[PATCH] [Core] Add parallel infrastructure to lld.

Tue Apr 9 17:16:29 PDT 2013

================
Comment at: include/lld/Core/Parallel.h:68-69
@@ +67,4 @@
+public:
+  ThreadPoolExecutor(std::size_t threadCount =
+                         std::thread::hardware_concurrency())
+      : _stop(false), _done(threadCount) {
----------------
Michael Spencer wrote:
> Shankar Kalpathi Easwaran wrote:
> > I think size_t is pretty big for a threadcount.
> I'll change it to the return type of hardware_concurrency (unsigned).
The core count is probably not a good choice for the default, since then you risk getting blocked waiting on IO.

Since LLD uses memory-mapped IO, there's no way to do it "async" since the IO will be incurred when you take a major fault (which is transparent to the program). So, for tasks that require IO, you really need as many threads as parallel IO's that you are going to be doing. Another alternative is careful use of madvise(), but I don't think LLD is currently introspective enough about its access patterns to be able to effectively do that at this point.

For compute-intensive tasks though, core count is probably fine. So I would discourage having a this take a default. Only the client of the API really knows how much parallelism they need, and they should specify it explicitly.

================
Comment at: include/lld/Core/Parallel.h:198
@@ +197,3 @@
+  // Do a sequential sort for small inputs.
+  if (std::distance(start, end) < detail::minParallelSize || depth > maxDepth) {
+    std::sort(start, end, comp);
----------------
This algorithm can go quadratic. You should fall back to std::sort if the depth becomes larger than logarithmic in the length of the range to be sorted to ensure n*log(n).

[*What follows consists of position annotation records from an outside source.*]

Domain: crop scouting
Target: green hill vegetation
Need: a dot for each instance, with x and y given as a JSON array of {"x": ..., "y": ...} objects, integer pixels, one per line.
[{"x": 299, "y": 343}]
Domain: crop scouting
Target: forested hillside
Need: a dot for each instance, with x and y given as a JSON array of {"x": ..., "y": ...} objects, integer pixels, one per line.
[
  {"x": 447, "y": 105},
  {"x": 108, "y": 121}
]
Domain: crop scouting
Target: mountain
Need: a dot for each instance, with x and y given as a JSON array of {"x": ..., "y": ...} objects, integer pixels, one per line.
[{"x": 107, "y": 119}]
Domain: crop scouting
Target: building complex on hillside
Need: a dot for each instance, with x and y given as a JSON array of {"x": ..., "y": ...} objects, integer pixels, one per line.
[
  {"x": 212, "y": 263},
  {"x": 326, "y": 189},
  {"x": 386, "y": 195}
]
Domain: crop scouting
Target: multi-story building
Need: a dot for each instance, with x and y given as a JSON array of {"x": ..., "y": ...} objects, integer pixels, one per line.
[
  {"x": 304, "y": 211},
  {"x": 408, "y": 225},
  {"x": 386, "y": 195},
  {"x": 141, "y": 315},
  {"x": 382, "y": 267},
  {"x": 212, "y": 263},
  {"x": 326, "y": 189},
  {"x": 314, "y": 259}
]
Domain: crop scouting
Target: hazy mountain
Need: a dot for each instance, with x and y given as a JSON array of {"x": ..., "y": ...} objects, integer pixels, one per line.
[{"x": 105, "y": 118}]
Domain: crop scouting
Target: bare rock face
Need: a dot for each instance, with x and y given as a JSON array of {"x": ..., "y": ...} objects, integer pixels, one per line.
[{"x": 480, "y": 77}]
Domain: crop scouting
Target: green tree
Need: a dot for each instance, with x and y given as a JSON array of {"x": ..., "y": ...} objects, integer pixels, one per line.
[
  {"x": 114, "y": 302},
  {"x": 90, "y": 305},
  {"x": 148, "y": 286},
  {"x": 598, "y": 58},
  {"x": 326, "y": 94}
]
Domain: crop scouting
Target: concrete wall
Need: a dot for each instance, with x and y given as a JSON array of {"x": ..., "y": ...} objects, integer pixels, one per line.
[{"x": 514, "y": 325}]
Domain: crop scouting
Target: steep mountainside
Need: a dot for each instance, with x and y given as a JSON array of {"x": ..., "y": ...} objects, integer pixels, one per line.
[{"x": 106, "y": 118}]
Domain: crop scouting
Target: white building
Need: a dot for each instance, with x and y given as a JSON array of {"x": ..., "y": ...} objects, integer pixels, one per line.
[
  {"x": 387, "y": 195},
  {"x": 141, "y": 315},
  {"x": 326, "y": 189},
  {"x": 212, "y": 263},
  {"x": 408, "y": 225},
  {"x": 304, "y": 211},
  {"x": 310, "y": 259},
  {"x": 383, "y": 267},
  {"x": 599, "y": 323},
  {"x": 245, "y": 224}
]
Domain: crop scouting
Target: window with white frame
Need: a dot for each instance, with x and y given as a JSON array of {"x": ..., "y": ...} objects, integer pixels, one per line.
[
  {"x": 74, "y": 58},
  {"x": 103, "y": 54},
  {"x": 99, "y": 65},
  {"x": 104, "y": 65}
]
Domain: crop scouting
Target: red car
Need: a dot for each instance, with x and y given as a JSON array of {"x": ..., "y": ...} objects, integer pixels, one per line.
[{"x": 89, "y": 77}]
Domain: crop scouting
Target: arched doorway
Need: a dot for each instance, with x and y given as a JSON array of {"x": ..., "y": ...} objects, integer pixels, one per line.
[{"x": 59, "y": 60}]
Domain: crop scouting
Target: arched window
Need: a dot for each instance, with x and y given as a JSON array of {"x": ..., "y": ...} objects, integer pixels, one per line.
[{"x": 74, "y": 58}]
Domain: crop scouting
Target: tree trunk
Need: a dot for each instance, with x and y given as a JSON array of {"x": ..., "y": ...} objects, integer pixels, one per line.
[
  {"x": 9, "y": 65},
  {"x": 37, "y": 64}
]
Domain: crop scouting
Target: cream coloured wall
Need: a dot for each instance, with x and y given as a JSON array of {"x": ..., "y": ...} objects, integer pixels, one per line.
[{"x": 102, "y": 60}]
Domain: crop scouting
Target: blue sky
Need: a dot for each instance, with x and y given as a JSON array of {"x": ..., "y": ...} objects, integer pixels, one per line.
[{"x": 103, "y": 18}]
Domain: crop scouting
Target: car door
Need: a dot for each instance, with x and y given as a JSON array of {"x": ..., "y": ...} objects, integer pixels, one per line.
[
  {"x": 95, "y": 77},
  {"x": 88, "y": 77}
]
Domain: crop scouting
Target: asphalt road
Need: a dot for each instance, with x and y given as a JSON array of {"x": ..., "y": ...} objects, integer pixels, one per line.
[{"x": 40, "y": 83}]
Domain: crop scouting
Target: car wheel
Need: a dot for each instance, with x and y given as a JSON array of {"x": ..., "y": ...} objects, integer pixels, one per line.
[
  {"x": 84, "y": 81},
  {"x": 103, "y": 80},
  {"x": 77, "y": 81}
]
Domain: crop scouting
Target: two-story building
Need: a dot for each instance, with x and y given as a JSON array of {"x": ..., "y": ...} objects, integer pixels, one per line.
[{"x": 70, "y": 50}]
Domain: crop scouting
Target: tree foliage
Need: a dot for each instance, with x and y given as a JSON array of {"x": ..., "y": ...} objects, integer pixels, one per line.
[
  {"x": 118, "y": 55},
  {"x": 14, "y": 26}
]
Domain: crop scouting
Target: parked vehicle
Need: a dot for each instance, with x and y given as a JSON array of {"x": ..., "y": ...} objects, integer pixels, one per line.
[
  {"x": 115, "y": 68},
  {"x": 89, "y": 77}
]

Also, it would make sense to fall back to std::sort if the depth gets greater than log2(coreCount) to avoid increasing the parallelism beyond the number of cores.

================
Comment at: include/lld/Core/Parallel.h:213-219
@@ +212,9 @@
+
+  // Recurse.
+  tg.spawn([=, &tg] {
+    parallel_quick_sort(start, pivot, comp, tg, depth + 1);
+  });
+  tg.spawn([=, &tg] {
+    parallel_quick_sort(pivot + 1, end, comp, tg, depth + 1);
+  });
+}
----------------
You can "tail call" into one of these.

================
Comment at: include/lld/Core/Parallel.h:194-196
@@ +193,5 @@
+
+template <class RandomAccessIterator, class Comp>
+void parallel_quick_sort(RandomAccessIterator start, RandomAccessIterator end,
+                         const Comp &comp, TaskGroup &tg, size_t depth = 0) {
+  // Do a sequential sort for small inputs.
----------------
Have you benchmarked this? I'm curious what the cutoff is before this starts beating std::sort. (especially libcxx's std::sort). I wouldn't be surprised if the cutoff is *very* large.

http://llvm-reviews.chandlerc.com/D649